SECONDNathan OKeefe and Marina Prior Kimberly Akimbo Image by Sam RobertsNathan O'Keefe as Dad Buddy and Marina Prior as Kimberly Levaco (photograph by Sam Roberts)

The trace of bitterness, not just from Kimberly’s hopeless condition but the folly and narcissism of her parents, provides the perfect release from all that sugar, intensifying and complicating the most innocent of transactions. One moment in which the teenagers express their hopes for the future and Kimberley watches in polite silence is quietly devastating. Each act of carelessness from Pattie and Buddy cuts deeper when we know how little time Kimberly has left to recover. And her stoicism, her ability to roll with the punches, becomes not just powerfully moving but almost miraculous. Like the eponymous hero of Matilda: The musical, Kimberly’s triumphs come from a kernel of great strength and wisdom.

The cast are uniformly excellent. Whelan-Browne and O’Keefe are spiky and garish as Kimberly’s parents, able to suggest wells of grief and regret under their comic grotesquerie. Donovan again proves indispensable as the dodgy aunt, and Wain is a delight as the impossibly nerdy love interest. The teen quartet are hilarious, daggy, and winning, and give the impression of having wandered onto the set of Mean Girls from the set of Theatre Camp. But for all that Kimberly Akimbo feels like an ensemble work, it really belongs to Prior; she carries most of the emotional weight and all of the dramatic stakes. Rather than overemphasise Kimberly’s age, she underplays it and the result is something nuanced and beautifully calibrated. She is the musical’s beating heart.

Director Mitchell Butel handles the work’s tricky tonal demands with suppleness and surety, on a bright, geometric set (designed with flair by Jonathon Oxlade) and cleverly lit by Matt Scott. Ailsa Paterson’s costumes are heaps of fun, too. It is hard to imagine a more persuasive production or a better cast to bring this work to fruition.

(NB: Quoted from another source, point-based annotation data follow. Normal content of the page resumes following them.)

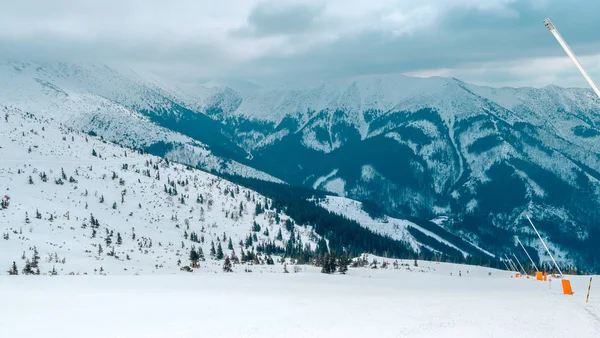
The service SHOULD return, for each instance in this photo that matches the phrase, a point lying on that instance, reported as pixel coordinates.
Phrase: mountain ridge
(421, 147)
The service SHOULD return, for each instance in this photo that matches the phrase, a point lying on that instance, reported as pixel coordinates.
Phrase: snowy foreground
(364, 303)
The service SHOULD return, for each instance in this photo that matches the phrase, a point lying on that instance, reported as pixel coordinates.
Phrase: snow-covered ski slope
(125, 192)
(363, 303)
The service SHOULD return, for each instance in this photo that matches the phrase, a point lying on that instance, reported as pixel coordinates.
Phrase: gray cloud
(485, 42)
(274, 18)
(461, 36)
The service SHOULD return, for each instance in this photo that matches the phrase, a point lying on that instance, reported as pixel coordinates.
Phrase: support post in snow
(571, 55)
(544, 244)
(524, 272)
(527, 253)
(587, 299)
(510, 262)
(507, 268)
(566, 284)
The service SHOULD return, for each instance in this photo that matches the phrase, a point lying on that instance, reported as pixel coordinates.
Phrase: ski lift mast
(571, 55)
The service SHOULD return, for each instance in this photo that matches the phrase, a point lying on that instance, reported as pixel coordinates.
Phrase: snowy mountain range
(480, 157)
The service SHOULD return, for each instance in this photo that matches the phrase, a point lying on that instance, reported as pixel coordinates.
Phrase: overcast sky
(491, 42)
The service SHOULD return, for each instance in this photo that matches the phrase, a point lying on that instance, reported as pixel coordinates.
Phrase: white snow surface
(413, 302)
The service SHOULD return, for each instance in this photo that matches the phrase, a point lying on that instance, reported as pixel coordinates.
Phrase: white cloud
(474, 40)
(536, 72)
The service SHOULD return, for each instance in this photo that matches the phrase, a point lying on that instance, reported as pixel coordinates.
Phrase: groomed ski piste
(140, 291)
(424, 302)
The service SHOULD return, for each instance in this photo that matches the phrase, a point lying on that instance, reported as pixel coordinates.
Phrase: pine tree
(258, 210)
(194, 257)
(219, 251)
(212, 249)
(227, 265)
(200, 254)
(13, 271)
(35, 258)
(27, 269)
(343, 263)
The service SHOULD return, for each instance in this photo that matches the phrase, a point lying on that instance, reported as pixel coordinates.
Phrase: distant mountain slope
(89, 206)
(482, 157)
(122, 109)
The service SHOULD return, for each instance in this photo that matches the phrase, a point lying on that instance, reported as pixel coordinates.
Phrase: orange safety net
(567, 287)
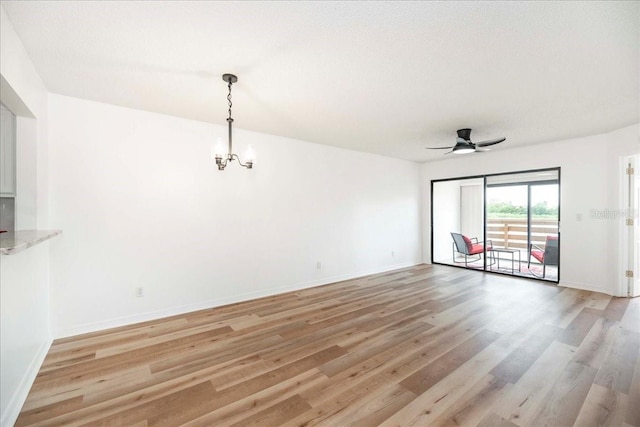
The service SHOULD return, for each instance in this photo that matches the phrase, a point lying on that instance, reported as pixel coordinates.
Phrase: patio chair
(546, 256)
(469, 247)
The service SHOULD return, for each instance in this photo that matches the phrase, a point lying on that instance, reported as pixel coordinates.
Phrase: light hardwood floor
(424, 346)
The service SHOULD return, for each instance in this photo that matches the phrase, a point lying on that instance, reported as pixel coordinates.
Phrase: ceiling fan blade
(490, 142)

Kimberly Akimbo isn’t quite as good as Tesori’s Fun Home – its emotional resonances are less complex and its conclusions less open-ended – but it is not far off. The image of a young girl in the body of a much older woman holds a strange power, perhaps because we never really leave our teenage selves behind as we age. Kimberly’s determination to seize life by both hands, to experience all she can before it is too late, is all of ours; she is both metaphor and supreme example. If that is too simplistic, it still packs a forceful emotional wallop.


Kimberly Akimbo (Melbourne Theatre Company) continues at the Arts Centre until 30 August 2025. Performance attended: July 30.